Strategieën voor het bereiken van een goede luchtkwaliteit

Het doel van de Europese en Nederlandse wetgeving voor (buiten)luchtkwaliteit is het beschermen van de bevolking en de natuur tegen de negatieve effecten van blootstelling aan luchtverontreinigende stoffen. De doelstellingen zijn vastgelegd in de Thematische Strategie inzake Luchtverontreiniging van de Europese Unie (EU) en in het Nationaal Milieubeleidsplan (NMP4). Om deze doelen te bereiken zijn onder andere op internationaal niveau emissieplafonds vastgelegd voor landen, zijn er luchtkwaliteitsnormen vastgelegd waaraan de luchtkwaliteit ten minste moet voldoen en is er brongerichte wetgeving voor specifieke doelgroepen als industrie, landbouw, verkeer, consumenten.

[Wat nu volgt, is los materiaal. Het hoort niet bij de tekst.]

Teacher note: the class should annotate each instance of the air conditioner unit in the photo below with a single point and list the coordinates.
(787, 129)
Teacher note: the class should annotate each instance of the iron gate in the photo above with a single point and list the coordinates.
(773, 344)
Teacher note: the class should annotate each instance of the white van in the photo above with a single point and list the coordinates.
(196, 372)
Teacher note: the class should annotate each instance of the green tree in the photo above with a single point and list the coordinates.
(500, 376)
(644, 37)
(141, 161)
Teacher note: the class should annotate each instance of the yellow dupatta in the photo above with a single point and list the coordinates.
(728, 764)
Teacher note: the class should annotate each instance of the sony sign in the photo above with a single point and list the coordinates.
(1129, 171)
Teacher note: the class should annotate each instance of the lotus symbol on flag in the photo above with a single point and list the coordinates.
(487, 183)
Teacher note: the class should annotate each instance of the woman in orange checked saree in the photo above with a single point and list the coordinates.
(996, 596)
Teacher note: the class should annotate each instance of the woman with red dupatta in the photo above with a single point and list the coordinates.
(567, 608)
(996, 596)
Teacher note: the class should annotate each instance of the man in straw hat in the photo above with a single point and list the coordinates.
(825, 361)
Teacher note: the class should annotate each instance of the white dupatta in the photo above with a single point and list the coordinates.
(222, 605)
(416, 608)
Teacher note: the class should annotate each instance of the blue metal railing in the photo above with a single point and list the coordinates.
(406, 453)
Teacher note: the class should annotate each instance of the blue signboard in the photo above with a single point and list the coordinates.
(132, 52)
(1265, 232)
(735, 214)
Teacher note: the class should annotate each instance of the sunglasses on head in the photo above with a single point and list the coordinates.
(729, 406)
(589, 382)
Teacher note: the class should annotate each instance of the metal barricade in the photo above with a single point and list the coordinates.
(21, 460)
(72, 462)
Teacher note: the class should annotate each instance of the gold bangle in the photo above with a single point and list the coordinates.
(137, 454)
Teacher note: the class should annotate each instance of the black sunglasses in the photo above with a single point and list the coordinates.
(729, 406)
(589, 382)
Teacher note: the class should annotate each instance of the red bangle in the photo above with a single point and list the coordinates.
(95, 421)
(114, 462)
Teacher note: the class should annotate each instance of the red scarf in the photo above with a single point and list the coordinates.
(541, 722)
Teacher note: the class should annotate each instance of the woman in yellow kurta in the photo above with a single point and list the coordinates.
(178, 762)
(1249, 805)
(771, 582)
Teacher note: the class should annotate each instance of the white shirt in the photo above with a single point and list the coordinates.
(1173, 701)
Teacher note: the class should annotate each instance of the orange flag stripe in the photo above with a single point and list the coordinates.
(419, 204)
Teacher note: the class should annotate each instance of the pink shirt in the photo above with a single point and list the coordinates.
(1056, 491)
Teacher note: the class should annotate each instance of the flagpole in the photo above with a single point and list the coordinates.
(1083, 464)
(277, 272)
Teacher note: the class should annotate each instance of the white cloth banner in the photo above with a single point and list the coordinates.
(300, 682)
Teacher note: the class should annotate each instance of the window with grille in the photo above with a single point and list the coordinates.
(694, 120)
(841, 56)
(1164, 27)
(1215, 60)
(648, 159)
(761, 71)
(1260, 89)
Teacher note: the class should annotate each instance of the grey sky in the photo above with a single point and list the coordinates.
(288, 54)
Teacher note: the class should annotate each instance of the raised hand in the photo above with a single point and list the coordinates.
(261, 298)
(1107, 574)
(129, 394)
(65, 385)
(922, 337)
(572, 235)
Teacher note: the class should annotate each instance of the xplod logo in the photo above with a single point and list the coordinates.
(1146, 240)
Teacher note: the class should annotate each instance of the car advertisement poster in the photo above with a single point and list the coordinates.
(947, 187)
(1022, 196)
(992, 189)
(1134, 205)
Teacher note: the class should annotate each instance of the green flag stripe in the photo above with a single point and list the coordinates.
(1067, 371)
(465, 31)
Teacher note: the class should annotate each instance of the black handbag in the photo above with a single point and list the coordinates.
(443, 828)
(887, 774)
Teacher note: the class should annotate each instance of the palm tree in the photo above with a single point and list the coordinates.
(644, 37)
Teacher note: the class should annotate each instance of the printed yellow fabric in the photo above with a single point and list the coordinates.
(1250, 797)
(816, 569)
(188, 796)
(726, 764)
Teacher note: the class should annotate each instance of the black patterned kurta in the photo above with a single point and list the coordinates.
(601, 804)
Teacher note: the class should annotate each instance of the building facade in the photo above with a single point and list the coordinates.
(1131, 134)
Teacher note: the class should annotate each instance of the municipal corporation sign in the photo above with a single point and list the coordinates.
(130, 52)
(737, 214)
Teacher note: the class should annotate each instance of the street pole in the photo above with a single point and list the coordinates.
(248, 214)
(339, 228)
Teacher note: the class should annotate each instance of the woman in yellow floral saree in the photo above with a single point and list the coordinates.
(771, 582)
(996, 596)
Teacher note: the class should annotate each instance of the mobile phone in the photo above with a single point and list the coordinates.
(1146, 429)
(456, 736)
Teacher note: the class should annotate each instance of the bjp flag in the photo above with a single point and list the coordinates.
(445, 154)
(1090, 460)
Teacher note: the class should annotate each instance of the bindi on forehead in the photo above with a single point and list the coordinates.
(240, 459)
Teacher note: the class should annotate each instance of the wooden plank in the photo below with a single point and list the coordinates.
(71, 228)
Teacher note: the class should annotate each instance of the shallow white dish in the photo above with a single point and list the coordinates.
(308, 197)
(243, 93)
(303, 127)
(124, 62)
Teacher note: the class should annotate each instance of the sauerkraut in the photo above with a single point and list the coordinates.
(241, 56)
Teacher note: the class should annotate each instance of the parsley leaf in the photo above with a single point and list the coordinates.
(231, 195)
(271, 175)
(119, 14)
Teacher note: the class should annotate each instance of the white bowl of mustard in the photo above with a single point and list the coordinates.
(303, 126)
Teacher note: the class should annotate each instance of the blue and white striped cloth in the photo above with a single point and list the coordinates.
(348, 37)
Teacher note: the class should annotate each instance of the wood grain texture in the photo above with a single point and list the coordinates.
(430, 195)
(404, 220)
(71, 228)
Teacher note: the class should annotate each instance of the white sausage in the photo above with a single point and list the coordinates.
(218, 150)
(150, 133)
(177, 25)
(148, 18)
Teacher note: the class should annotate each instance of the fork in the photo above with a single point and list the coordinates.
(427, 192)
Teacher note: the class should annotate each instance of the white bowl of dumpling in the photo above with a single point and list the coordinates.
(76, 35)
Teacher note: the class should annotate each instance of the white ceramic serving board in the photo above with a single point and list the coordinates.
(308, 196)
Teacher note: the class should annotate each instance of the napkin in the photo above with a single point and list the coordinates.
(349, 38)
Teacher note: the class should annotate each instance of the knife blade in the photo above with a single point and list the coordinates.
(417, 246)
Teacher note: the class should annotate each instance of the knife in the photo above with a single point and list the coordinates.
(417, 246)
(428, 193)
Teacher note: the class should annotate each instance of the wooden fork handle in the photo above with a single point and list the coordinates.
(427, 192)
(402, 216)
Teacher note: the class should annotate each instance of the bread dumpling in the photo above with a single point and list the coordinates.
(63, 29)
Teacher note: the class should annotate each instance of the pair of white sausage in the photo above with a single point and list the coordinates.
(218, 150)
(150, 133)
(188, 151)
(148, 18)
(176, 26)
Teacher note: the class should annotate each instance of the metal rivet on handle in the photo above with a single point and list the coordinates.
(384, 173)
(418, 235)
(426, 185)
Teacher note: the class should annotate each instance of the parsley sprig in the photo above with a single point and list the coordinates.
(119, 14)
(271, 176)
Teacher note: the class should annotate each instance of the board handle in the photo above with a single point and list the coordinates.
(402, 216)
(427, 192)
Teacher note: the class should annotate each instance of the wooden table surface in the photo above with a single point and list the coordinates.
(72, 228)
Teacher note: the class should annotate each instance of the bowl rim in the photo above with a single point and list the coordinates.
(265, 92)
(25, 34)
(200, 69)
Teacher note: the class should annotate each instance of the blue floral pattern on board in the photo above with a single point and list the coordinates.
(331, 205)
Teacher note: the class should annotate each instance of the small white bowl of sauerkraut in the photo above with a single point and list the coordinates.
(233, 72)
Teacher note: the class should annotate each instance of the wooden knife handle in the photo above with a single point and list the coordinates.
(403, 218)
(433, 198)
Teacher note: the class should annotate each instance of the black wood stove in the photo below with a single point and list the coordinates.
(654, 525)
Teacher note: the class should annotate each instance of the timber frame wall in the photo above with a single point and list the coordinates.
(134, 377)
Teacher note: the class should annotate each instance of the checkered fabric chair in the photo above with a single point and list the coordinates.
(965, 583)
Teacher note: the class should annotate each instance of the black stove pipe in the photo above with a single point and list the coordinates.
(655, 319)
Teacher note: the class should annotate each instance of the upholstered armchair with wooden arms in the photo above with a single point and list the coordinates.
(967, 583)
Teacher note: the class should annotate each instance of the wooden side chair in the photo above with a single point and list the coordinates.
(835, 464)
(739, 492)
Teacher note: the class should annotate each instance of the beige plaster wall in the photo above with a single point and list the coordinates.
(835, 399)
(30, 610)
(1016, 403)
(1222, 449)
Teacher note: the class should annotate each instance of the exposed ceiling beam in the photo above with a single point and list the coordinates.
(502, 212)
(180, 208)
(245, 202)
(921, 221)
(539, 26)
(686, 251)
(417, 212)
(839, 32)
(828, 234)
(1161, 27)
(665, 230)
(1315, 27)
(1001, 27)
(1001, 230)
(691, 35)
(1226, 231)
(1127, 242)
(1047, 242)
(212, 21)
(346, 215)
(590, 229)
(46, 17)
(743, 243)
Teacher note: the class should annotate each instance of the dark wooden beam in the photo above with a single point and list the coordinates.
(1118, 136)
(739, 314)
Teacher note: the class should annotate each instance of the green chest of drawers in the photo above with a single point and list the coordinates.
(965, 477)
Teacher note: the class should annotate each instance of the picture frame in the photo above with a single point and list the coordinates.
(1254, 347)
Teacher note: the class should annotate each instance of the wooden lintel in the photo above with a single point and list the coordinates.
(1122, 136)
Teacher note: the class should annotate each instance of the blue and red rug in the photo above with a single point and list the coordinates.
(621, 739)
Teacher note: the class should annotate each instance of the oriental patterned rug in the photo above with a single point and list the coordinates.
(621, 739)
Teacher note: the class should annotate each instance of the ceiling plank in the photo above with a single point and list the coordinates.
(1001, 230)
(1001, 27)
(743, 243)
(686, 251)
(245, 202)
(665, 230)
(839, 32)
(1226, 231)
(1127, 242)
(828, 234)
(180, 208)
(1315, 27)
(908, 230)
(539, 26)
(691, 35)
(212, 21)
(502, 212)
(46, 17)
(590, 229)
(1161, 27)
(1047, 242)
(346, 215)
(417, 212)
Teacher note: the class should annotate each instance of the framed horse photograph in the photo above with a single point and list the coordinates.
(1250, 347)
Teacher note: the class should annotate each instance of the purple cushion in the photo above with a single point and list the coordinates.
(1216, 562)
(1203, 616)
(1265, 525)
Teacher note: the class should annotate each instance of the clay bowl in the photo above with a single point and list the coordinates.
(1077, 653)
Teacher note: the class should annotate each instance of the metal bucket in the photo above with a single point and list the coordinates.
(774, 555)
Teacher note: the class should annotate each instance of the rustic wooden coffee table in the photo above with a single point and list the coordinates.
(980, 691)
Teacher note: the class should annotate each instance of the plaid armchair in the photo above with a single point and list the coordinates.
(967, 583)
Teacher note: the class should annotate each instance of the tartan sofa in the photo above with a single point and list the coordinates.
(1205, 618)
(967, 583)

Doelstellingen voor emissies

Voor de stoffen zwaveldioxide (SO2), stikstofoxiden (NOx), ammoniak (NH3) en vluchtige organische stoffen (VOS) zijn verplichte emissiedoelstellingen geformuleerd in het kader van de Europese NEC-richtlijn en in het Gothenborg protocol onder de VN-conventie over grensoverschrijdende luchtverontreiniging . Het gaat hierbij om nationale emissieplafonds, waarboven de emissies in Nederland met ingang van 2010 niet mogen uitkomen.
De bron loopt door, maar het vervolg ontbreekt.